All that is good. What is not so good is when you start reading you soon realise that the manuscript hasn’t been adequately copy-proofed. There are words missing, half-words, duplicated words, inversions like hte instead of the, each of which sends a shiver of pain into a reader’s heart.
The voice, however, is authentic, and it is the voice, after all, which will determine if I’m going to read this book right through to the end. But first there’s another problem. The voice is convincing but it is the voice of a depressive and someone who is deep in denial about the nature of his position in his own world and in the world of those around him. I hope there will be intervals of relief from the man’s inner life.
And there are. Although he is often too close for comfort we do come to know Nick Dowty in a way. And the author pulls away from time to time, giving us a wide-angle view of the main protagonist. There are moments when we are so far away from him that he becomes almost symbolic, a Job figure, fending off the ills of the world, which come at him wholesale, in spite of the best intentions of the man.
An entrepreneur with no customers and a long list of pressing creditors, the real possibility of being deserted by his wife and family, his situation is so hopeless that the hitherto honest Nick contemplates the possibility of various crimes to get himself and his family back into a viable position. Investigating one of these possibilities he is surprised and suspects that his cover is blown:
For several long seconds he waited for something awful to happen. A tap on the shoulder, his ignominious ejection from the wood for trespassing. Standing there in that unfamiliar, hostile environment he had an inkling of what it must have felt like for the GIs in the jungle in Vietnam back in the sixties. Now he too was stranded in a foreign country. The enemy was all around him. It was a weird feeling. The land he had loved and thought of as his own had been transformed into enemy territory. Maybe it always had been – he’d just been too dumb to realise that he had been trespassing all his life.

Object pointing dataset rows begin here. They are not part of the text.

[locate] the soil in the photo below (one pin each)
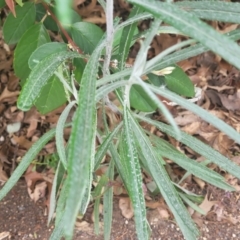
(22, 219)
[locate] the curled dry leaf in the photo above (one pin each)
(38, 192)
(22, 141)
(126, 208)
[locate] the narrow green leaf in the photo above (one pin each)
(97, 196)
(53, 195)
(2, 3)
(39, 77)
(199, 170)
(210, 10)
(215, 121)
(51, 97)
(132, 171)
(60, 133)
(25, 162)
(108, 203)
(82, 143)
(34, 37)
(14, 28)
(140, 100)
(184, 54)
(198, 146)
(104, 90)
(163, 182)
(86, 35)
(191, 204)
(190, 25)
(126, 39)
(167, 60)
(49, 23)
(179, 82)
(59, 220)
(44, 51)
(104, 146)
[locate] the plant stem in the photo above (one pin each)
(70, 41)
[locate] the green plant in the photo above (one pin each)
(48, 81)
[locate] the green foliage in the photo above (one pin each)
(33, 38)
(54, 73)
(14, 28)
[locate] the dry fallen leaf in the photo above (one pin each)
(4, 235)
(126, 208)
(3, 175)
(38, 192)
(206, 205)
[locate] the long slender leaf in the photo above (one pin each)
(191, 204)
(193, 27)
(167, 60)
(53, 194)
(215, 121)
(82, 144)
(194, 167)
(104, 146)
(108, 204)
(39, 76)
(218, 11)
(97, 194)
(25, 162)
(197, 146)
(59, 133)
(126, 39)
(132, 171)
(164, 183)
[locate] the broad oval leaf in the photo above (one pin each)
(39, 76)
(86, 35)
(34, 37)
(44, 51)
(49, 23)
(140, 100)
(179, 82)
(14, 28)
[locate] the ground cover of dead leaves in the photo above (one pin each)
(220, 84)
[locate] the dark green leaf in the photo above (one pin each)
(86, 35)
(14, 28)
(44, 51)
(49, 23)
(39, 77)
(82, 144)
(34, 37)
(179, 82)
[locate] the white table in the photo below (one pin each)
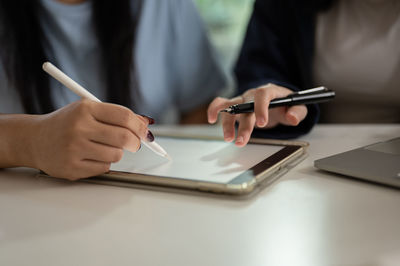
(307, 217)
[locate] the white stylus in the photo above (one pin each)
(82, 92)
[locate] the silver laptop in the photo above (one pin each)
(379, 162)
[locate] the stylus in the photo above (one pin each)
(315, 95)
(82, 92)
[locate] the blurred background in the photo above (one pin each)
(226, 21)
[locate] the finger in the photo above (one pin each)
(219, 104)
(295, 114)
(246, 125)
(228, 126)
(89, 168)
(287, 116)
(115, 136)
(120, 116)
(101, 153)
(262, 97)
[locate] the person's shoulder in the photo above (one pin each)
(166, 8)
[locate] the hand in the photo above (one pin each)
(262, 116)
(84, 138)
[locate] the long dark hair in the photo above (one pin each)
(23, 46)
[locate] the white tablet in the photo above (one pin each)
(206, 164)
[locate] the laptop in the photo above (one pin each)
(379, 163)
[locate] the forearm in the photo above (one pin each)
(16, 134)
(196, 116)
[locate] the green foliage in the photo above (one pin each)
(226, 21)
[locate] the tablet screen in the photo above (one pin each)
(203, 160)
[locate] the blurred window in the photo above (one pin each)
(227, 22)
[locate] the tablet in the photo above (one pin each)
(206, 164)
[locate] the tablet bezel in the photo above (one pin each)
(241, 184)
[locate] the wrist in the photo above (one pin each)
(17, 147)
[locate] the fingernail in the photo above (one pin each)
(151, 120)
(150, 136)
(261, 122)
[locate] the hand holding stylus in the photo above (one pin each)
(262, 117)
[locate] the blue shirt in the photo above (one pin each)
(176, 66)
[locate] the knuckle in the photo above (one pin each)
(105, 167)
(138, 145)
(125, 116)
(117, 155)
(142, 129)
(125, 136)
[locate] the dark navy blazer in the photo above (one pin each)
(278, 48)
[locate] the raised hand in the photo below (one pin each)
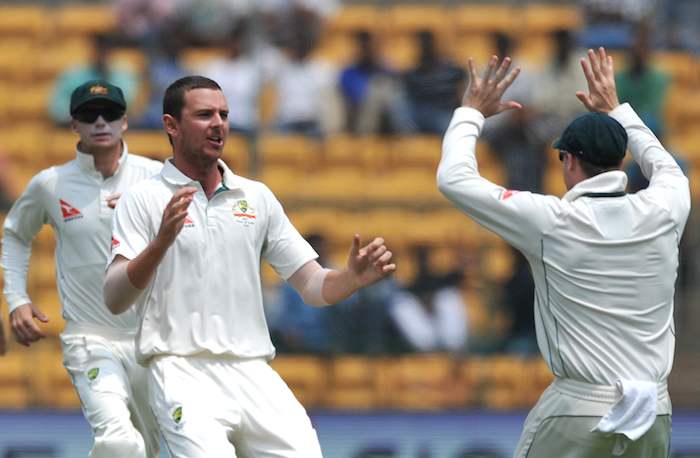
(600, 74)
(174, 215)
(25, 329)
(484, 94)
(369, 263)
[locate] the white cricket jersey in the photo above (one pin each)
(604, 267)
(206, 295)
(71, 198)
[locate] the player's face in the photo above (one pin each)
(100, 127)
(201, 132)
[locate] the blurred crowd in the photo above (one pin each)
(271, 44)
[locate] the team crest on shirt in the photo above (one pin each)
(68, 211)
(243, 213)
(507, 193)
(93, 373)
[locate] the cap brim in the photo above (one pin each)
(98, 99)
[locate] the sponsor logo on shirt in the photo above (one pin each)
(93, 373)
(244, 213)
(506, 193)
(69, 212)
(177, 415)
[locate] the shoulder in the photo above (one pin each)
(49, 176)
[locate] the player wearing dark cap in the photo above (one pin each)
(77, 199)
(604, 264)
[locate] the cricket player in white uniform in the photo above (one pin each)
(604, 264)
(188, 244)
(77, 200)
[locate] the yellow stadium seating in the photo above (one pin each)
(479, 18)
(306, 375)
(28, 21)
(353, 18)
(422, 382)
(83, 19)
(546, 18)
(353, 381)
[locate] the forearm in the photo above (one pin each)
(119, 292)
(15, 263)
(458, 162)
(126, 279)
(646, 149)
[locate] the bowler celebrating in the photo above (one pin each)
(188, 244)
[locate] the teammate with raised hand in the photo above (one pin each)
(604, 264)
(188, 244)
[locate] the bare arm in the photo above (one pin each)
(369, 264)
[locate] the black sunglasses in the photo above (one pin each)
(90, 115)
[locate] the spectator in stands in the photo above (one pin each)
(370, 91)
(307, 100)
(555, 106)
(99, 68)
(164, 66)
(431, 313)
(679, 21)
(643, 86)
(241, 77)
(433, 88)
(8, 190)
(140, 21)
(610, 23)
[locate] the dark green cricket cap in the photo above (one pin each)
(95, 90)
(596, 138)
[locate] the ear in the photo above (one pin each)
(170, 124)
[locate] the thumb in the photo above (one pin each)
(512, 105)
(585, 100)
(39, 314)
(355, 248)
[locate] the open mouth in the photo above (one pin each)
(216, 140)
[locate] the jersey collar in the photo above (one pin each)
(174, 176)
(86, 161)
(613, 181)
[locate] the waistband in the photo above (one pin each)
(78, 329)
(601, 393)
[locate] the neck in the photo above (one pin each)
(106, 160)
(205, 172)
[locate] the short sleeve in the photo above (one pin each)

In the course of a single violent act, we begin to lose sympathy with Nick Dowty. As long as he dreams of revenge and violence we go along with it, always ready to smile at his
naïveté. But as soon as reality creeps in we want to forget him, which is a big problem in an extended narrative like a novel. Or it would be if Bill Liversidge didn’t have the skill to woo us back again. Almost immediately he begins the process of reminding us that we are not dealing with a monster, but with a fallible and frustrated human being.
But we forget how far a man will go when he is faced with survival or extinction. With all the evidence at our fingertips and with a continuing tour of the inside of Nick Dowty’s head, we are still surprised at the depth and intensity of his denial. As he vacillates between the twin luxuries of guilt and justification for his increasingly bizarre actions and behaviour he loses any pretence of moral feeling, inhabiting a laissez-faire world where anything is justified in the name of success.
On another level, Liversidge’s book is an allegory for our time. The real goal is the veneer of civilization and his protagonist will stop at nothing to appear like those who surround him. That he is in fact a wolf in sheep’s clothing would be strenuously denied by everyone who knows him.
I enjoyed this novel enormously and would place it among the better books I have read this year. It is well written, pacey, tense and thoughtful. Definitely something to put on your Christmas list.